Twenty-four male Wistar rats (Rattus norvegicus), weighing 200 to 250g, were fed with standard rat chow and submitted to fasting with water ad libitum for 24 h prior to the experiment. Xilasine (3mg/Kg) and Ketamine (25mg/Kg) were used for intramuscular anesthesia:

The rats were randomly divided into three groups with eight animals each. In group 1, Control group, just a blood sample was collected. In group 2, Sham group, it was performed a two hours long laparotomy. In the animals of group 3 after a midline laparotomy, four distal branches of the superior mesenteric artery were totally occluded by microvascular clamps for 60 minutes followed by equal period of reperfusion.

Intracardiac blood sample was collected from all animals under anesthesia and stored at -80°C.

Protein carbonyl group was evaluated by Slot blotting assay. First an aliquot of the plasma sample (1μl) was slot-blotted onto a polyvinylidene difluoride (PVDF) membrane (1cmX1cm) using a Slot blot device. PVDF membrane was then incubated with 0.1 mg/ml DNPH in 2 N HCL for 5min, washed extensively in 2 N HCL (3-5 min) and 100% of methanol (5-7 min) added to remove free unreacted DNPH. Then the membrane was treated with a primary anti-DNP antibody in concentration of 4μl for two hours, washed with PBS and finally treated with a peroxidase-conjugated secondary antibody. Slot blot detection was performed with chromogenic method. Image analysis of the plasma was carried out by using the Quantity One 4.5.0 1-D Analysis Software and the results were expressed as optical density (OD).

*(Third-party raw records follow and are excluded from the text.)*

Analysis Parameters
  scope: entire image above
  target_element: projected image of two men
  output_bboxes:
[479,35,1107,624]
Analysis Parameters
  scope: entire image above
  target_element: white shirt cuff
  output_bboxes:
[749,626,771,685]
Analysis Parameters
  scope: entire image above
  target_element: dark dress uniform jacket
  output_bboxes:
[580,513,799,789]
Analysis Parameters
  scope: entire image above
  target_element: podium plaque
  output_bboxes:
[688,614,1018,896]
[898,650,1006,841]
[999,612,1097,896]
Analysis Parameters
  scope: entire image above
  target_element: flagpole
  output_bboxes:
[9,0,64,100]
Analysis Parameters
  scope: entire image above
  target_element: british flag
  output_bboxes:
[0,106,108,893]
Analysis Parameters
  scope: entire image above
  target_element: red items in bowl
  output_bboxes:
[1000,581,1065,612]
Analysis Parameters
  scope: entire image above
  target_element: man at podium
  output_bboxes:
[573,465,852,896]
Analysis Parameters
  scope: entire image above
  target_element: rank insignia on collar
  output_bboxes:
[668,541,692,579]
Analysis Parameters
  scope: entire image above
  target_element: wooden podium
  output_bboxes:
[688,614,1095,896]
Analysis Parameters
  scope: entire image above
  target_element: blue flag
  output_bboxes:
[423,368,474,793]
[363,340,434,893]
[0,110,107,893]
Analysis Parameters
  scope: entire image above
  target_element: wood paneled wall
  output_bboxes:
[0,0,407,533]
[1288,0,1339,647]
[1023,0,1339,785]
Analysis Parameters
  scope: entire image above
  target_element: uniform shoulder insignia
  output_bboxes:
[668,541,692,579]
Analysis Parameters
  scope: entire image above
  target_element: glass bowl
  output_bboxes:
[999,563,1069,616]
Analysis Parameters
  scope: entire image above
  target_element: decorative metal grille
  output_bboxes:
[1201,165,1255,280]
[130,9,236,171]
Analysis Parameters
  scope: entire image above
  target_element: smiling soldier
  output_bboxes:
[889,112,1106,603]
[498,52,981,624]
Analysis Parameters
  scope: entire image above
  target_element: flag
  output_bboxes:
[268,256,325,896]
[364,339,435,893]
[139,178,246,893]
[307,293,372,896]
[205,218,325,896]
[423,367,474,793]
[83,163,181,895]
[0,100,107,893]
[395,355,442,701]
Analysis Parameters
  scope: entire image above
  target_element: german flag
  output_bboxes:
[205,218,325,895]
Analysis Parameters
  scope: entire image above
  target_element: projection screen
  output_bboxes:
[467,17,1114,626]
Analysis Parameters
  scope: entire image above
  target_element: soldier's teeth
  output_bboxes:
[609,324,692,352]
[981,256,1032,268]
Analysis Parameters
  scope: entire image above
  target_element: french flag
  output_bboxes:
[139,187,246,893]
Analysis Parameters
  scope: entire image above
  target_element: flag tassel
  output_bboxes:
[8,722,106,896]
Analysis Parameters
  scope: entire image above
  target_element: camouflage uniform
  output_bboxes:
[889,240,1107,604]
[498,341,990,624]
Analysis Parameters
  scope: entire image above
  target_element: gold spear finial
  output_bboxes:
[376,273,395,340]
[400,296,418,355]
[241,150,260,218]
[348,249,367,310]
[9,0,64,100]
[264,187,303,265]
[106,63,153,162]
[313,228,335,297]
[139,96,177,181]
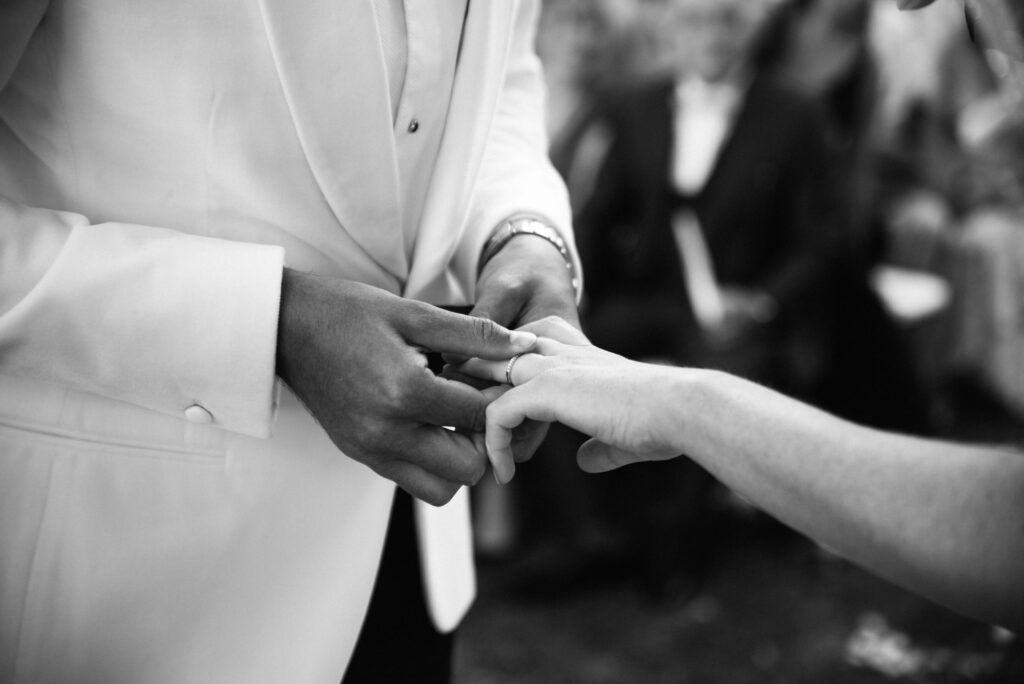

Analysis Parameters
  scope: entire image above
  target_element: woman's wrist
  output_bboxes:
[654,368,714,456]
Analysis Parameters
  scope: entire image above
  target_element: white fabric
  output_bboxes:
[374,0,409,118]
[672,78,743,194]
[0,0,571,684]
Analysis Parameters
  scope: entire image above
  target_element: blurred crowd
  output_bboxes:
[477,0,1024,597]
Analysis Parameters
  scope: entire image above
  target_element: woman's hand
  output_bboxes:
[459,316,687,483]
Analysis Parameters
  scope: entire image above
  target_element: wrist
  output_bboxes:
[477,216,581,302]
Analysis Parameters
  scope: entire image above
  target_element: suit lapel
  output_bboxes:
[253,0,405,280]
[406,0,517,303]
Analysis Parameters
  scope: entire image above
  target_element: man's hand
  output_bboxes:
[458,234,580,462]
[278,269,537,506]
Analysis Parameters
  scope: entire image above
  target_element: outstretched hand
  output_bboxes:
[278,270,536,506]
[461,317,685,482]
[446,234,580,462]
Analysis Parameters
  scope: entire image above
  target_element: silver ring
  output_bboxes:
[505,354,522,387]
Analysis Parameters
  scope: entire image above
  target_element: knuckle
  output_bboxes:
[420,482,461,508]
[473,317,501,342]
[378,375,416,415]
[463,459,487,486]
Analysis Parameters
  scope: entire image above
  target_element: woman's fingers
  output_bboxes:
[456,353,547,387]
[484,384,558,484]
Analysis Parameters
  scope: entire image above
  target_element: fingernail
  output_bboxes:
[509,331,537,349]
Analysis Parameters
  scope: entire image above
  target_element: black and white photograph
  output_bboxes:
[0,0,1024,684]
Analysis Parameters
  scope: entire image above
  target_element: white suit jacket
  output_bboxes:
[0,0,570,684]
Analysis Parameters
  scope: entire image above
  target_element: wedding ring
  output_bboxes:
[505,354,522,387]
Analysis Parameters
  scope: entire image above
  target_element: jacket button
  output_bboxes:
[185,403,213,425]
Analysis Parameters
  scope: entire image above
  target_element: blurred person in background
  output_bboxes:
[561,0,838,595]
[463,0,1024,630]
[0,0,575,684]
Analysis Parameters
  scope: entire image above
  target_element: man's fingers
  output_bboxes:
[396,302,537,358]
[409,374,487,432]
[484,385,557,484]
[456,354,545,386]
[396,425,487,485]
[577,437,645,473]
[519,315,590,344]
[385,461,462,506]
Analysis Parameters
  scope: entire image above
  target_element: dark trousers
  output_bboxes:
[342,489,454,684]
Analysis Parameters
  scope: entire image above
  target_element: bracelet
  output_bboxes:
[479,218,580,301]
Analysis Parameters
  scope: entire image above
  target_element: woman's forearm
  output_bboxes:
[669,370,1024,629]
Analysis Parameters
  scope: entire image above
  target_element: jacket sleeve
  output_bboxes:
[0,0,284,436]
[456,0,581,296]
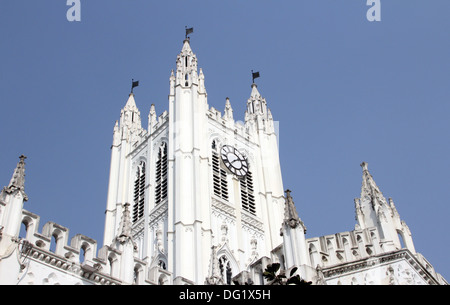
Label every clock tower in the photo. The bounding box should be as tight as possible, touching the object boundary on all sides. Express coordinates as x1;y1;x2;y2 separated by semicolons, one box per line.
104;38;284;284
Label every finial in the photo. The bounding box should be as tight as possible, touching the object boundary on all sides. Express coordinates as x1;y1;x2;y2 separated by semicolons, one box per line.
360;162;368;171
184;26;194;41
131;79;139;94
252;70;260;85
4;155;28;201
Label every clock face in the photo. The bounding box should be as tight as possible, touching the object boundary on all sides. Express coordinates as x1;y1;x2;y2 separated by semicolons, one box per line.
220;145;248;177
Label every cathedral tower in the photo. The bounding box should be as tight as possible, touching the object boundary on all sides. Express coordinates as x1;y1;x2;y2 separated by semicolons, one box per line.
104;38;284;284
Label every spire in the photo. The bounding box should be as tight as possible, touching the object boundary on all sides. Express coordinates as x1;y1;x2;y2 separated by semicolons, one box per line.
116;202;136;248
250;83;261;99
176;37;198;87
284;190;306;232
3;155;28;201
360;162;387;209
120;93;142;132
205;246;224;285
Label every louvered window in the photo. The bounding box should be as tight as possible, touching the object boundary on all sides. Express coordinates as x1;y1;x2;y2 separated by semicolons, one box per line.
240;171;256;215
155;143;168;204
133;161;145;222
211;141;228;201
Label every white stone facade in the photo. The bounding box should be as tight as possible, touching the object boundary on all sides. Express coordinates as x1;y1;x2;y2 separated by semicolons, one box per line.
0;39;447;285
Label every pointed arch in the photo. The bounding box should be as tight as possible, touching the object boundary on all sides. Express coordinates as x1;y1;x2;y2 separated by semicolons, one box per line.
211;138;228;201
133;160;146;223
155;142;168;205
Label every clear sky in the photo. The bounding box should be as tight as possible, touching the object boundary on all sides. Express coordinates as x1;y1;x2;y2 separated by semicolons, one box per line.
0;0;450;280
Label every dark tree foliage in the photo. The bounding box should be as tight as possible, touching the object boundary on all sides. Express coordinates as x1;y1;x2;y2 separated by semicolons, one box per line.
263;263;312;285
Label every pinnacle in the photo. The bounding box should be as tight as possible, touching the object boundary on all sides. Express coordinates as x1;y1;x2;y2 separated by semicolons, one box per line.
5;155;28;201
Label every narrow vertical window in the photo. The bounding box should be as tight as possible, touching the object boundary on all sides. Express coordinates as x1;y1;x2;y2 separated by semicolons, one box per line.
240;171;256;215
133;161;145;222
155;143;168;204
211;141;228;200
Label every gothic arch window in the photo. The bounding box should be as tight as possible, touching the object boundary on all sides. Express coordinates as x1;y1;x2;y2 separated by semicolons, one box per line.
240;166;256;215
219;255;233;285
211;140;228;201
133;265;143;285
133;161;145;222
309;244;320;267
155;142;168;204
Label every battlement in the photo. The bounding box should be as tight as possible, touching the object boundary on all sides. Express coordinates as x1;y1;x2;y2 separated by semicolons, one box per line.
11;209;170;285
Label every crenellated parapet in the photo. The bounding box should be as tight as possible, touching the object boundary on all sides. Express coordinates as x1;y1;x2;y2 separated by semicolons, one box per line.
2;205;163;285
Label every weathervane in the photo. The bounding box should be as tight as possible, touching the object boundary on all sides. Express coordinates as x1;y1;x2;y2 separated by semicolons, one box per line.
252;70;259;84
184;26;194;39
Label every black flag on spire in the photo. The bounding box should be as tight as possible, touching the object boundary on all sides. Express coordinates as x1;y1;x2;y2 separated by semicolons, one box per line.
252;70;259;83
131;79;139;93
185;26;194;39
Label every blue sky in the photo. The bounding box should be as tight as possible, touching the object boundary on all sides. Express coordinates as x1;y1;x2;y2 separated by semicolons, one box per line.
0;0;450;279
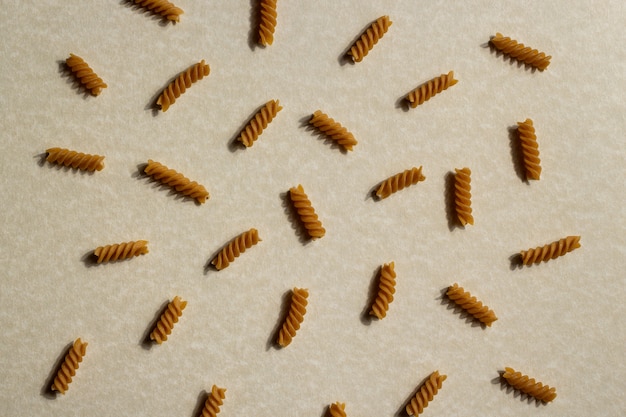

The Student t test was applied to appraise the differences in the means or median values. Statistically significant differences between groups was admitted for p<0.05.

Results

Data of each group expressed as mean, median and standard deviation of carbonyl protein levels of all animals showed a significant optical density increasing (*p < 0.05) in group 3 (Ischemia and Reperfusion) as compared to groups 1 and 2. There was no difference between Control and Sham group results (Table 1).

Thumbnail

Results analyzed by statistic software for each group displayed a relevant increase of plasma carbonyl concentration in group 3 (Figure 1).

The variation of protein carbonyl content can also be seen in the Box-plots (Figure 2) which correspond to the images shown in Figure 1.

Discussion

Clinical diagnosis and treatment of intestinal ischemic syndromes are still a challenge. Most symptoms are usually nonspecific and even digital subtraction angiography, CT and MR imaging findings are not often helpful⁹.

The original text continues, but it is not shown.